Non, je n'ai rien de commun avec Poil de Carotte, je ne suis même pas sûr de l'aimer. Peut-on l'aimer, d'ailleurs ? Il est lui-même "affreux, sale et méchant" , comme dit l'autre. Et cependant, c'est le portrait d'une telle détresse, que j'en ai été hanté, malgré moi, pendant plusieurs années. Je ne voulais pas m'apitoyer plus que l'auteur lui-même. Je craignais ce mélange de douleur et d'ironie, composé volatil, que la musique pouvait détruire.

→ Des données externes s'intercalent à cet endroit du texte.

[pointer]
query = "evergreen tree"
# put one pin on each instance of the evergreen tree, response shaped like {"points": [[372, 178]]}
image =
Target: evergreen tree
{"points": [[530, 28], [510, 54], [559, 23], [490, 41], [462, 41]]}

Je redoutais plus que tout le terrible "maman" qui achève le livre, à l'opposé du "maman" final de L'Enfant et les sortilèges, et qui fait mesurer tout ce qui sépare ces deux enfants ; l'un, pardonné, pacifié, réconcilié, rentre dans le cercle familial et la communauté, rentre dans l'humaine et naturelle tendresse ; l'autre en est à jamais exclu. J'ai donc composé ce petit cycle par sursauts, par vagues successives, entre 1986 et 1990.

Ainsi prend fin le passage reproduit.